As quedas de conexão quando os dois elementos da relação ficam enredados num hiato devem ser apreciadas como manifestações de distintos pensamentos ou de distintos sentimentos? Por parte do médico, a apreciação da sua recomendação que é recusada pelo paciente deve situá-la como resultante de um pensamento ético ou de um sentimento moral? De ambos? Qual deles favorece o afastamento e qual deles é mais impositivo para o reatamento? O certo é que qualquer um deles impede que o médico dê de ombros quando a sente a recusa do paciente como um golpe na sua autoestima.
Pensar é abrangente, faz ver os lados da questão, sentir é restrito, reducionista, etiqueta, marginaliza a abertura e a tolerância, muito embora tende a isolar a opinião em si, evita julgar o outro. Desconexões entre o absoluto do prognóstico formulado pela tecnociência via médico e motivadora da beneficência e o absoluto do desejo do paciente respaldado no direito ao princípio da autonomia ao comprometerem a idealidade do padronizado – medicina baseada em evidências – são munição em maior ou menor escala para conflitos em função do predomínio ora do predomínio do pensamento ético articulado à deontologia ora do sentimento moral articulado ao humanismo.
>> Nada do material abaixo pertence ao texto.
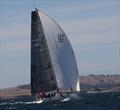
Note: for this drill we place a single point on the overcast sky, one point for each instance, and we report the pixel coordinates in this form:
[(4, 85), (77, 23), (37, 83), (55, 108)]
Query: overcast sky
[(91, 26)]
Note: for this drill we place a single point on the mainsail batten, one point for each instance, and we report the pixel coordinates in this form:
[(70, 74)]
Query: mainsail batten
[(59, 55)]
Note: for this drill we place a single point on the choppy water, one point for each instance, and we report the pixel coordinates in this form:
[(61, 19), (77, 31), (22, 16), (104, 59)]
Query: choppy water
[(98, 101)]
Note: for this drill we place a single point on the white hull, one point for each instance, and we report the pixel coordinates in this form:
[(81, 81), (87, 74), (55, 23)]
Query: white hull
[(66, 97)]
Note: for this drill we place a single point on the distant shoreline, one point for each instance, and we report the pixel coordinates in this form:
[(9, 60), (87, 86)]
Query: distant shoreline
[(91, 83)]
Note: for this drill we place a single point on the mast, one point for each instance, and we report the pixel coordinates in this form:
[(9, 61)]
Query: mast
[(42, 73), (53, 64)]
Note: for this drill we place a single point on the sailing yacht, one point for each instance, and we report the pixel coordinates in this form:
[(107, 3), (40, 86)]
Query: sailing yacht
[(53, 64)]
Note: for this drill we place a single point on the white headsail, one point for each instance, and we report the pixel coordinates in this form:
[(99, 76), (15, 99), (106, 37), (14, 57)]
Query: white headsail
[(61, 54)]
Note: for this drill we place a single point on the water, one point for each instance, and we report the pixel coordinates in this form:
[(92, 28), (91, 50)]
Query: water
[(94, 101)]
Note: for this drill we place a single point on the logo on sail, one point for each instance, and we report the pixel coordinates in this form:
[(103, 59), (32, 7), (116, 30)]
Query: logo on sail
[(61, 38)]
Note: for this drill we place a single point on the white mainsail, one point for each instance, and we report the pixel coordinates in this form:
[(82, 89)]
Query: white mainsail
[(61, 54)]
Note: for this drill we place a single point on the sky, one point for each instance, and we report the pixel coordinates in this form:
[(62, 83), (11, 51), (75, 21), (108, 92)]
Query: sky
[(92, 26)]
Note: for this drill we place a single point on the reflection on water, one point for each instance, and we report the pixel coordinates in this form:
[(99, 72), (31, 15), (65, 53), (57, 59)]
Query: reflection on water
[(98, 101)]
Método tecnocientífico indicado e não aplicado sem justificativa aceitável causa uma avaliação de negligência profissional quando ele está consentido pelo paciente. De modo oposto, a situação é considerada prudência profissional quando ele não é consentido pelo paciente. Cada caso admite discussões que costumam trazer duelos entre opiniões divergentes, de um lado a força do nível de gravidade da situação clínica e o risco à sobrevida e de outro a força do direito do paciente de se recusar a ser submetido.
Neste contexto, recentemente, um parecer do Supremo Tribunal Federal considerou que a recusa de paciente Testemunha de Jeová a receber transfusão de sangue deve ser respeitada pelo médico ainda que sob risco de morte. A Bioética da Beira do leito entende que a ressalva salvo em caso de iminente risco de morte constante em artigos do Código de Ética Médica vigente fica, por isso, sujeita a ser apontada como inoperante qualquer que seja situação clínica.
É curioso como conexões médico – paciente que ocorrem na atualidade do ecossistema da beira do leito estruturam-se com simultaneidade entre estímulos ao exercício da autonomia pelo paciente e desestímulos ao comportamento autônomo do médico, acorrentado que o profissional fica ás atualizações de diretrizes clínicas.